CBS News | Defining Google. Watching 60 Minutes' profile of Google right now. So far they've shown a demo of Keyhole, which is "totally awesome" according to my son Nate. It offers a flythrough interface to get at satellite imagery. Not free though. Also like the point that Google rolls stuff out fast in beta form.

They use the Google Lab Aptitude Test. They hire carefully. 14 interviews for one candidate to get a PR job. Free excellent cafetaria lunch. Company makes money by offering free food.

They're working on machine translation. They think they can translate between any two languages in the future. Also working on making tv shows searchable online. John Batelle says "search will no longer live only on your pc." For instance Google sms lets you search from a cell phone. Leslie demos it on her phone in NYC.

Batelle forsees being able to wand a barcode in a store and search google to find competing prices at nearby stores. "Now that's power."

MS social computing research

Microsoft's Social Computing Group, part of MS Research, offers an interesting view of future computing.
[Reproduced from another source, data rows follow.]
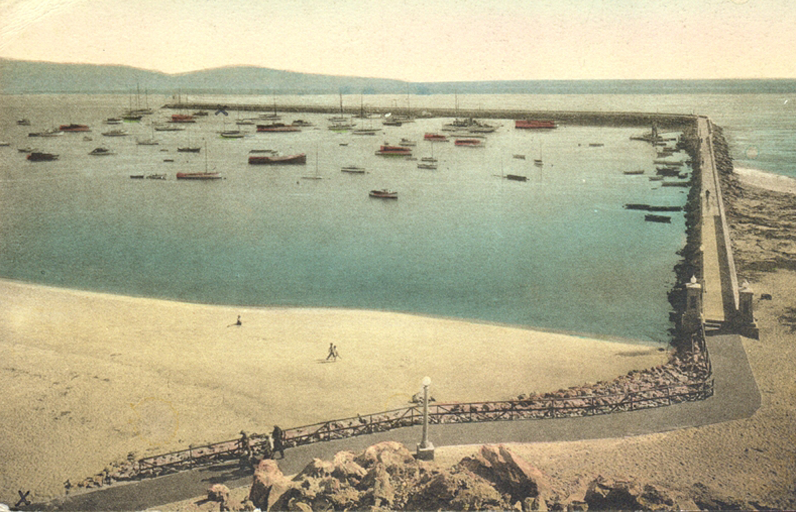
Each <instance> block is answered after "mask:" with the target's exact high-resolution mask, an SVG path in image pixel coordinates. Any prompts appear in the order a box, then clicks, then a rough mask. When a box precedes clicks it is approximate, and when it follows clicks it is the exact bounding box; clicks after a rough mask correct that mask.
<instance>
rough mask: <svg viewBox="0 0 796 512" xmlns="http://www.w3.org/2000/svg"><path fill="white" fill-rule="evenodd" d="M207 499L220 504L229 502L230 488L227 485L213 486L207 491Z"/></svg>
mask: <svg viewBox="0 0 796 512" xmlns="http://www.w3.org/2000/svg"><path fill="white" fill-rule="evenodd" d="M207 499H208V500H210V501H216V502H218V503H224V502H226V501H229V488H227V486H226V485H222V484H213V485H212V486H211V487H210V488H209V489H208V490H207Z"/></svg>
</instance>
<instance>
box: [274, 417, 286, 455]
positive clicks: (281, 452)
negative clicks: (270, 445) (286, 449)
mask: <svg viewBox="0 0 796 512" xmlns="http://www.w3.org/2000/svg"><path fill="white" fill-rule="evenodd" d="M284 437H285V433H284V432H282V429H281V428H279V426H278V425H274V431H273V432H271V438H272V439H273V440H274V455H276V452H279V457H280V458H281V459H284V458H285V446H284V444H282V442H283V441H284Z"/></svg>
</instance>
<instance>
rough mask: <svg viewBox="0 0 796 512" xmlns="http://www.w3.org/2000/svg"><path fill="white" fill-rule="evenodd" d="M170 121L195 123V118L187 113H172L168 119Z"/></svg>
mask: <svg viewBox="0 0 796 512" xmlns="http://www.w3.org/2000/svg"><path fill="white" fill-rule="evenodd" d="M169 122H170V123H195V122H196V120H195V119H194V118H193V116H192V115H188V114H172V115H171V119H170V120H169Z"/></svg>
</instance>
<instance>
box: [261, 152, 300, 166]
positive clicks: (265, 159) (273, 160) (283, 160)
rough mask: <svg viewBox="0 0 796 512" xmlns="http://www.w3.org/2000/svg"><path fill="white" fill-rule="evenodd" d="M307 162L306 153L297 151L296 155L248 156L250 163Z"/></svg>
mask: <svg viewBox="0 0 796 512" xmlns="http://www.w3.org/2000/svg"><path fill="white" fill-rule="evenodd" d="M306 163H307V155H306V154H305V153H299V154H297V155H285V156H278V155H274V156H250V157H249V164H251V165H304V164H306Z"/></svg>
Seems that Wallop -- share photos, blog and interact with a social group through a website interface -- is in a realworld trial, so it may be ready to graduate from Research.

Saturday, January 01, 2005

Gillmor on social journalism

OhmyNews International interviewed Dan Gillmor about his departure from the San Jose Mercury News to start a new enterprise about blogs and social journalism. Fascinating reading.

Lawrence Lessig

Lawrence Lessig is starting a process to update his book "Code" via wiki. An interesting thing to watch unfold.

InfoWorld: An upcoming conference about RSS Content Syndication

InfoWorld: An upcoming conference about RSS Content Syndication May 17-18. NYC. B2B con billed as executive level and created for content producers, media execs, corporate marketers, advertisers, and PR pros.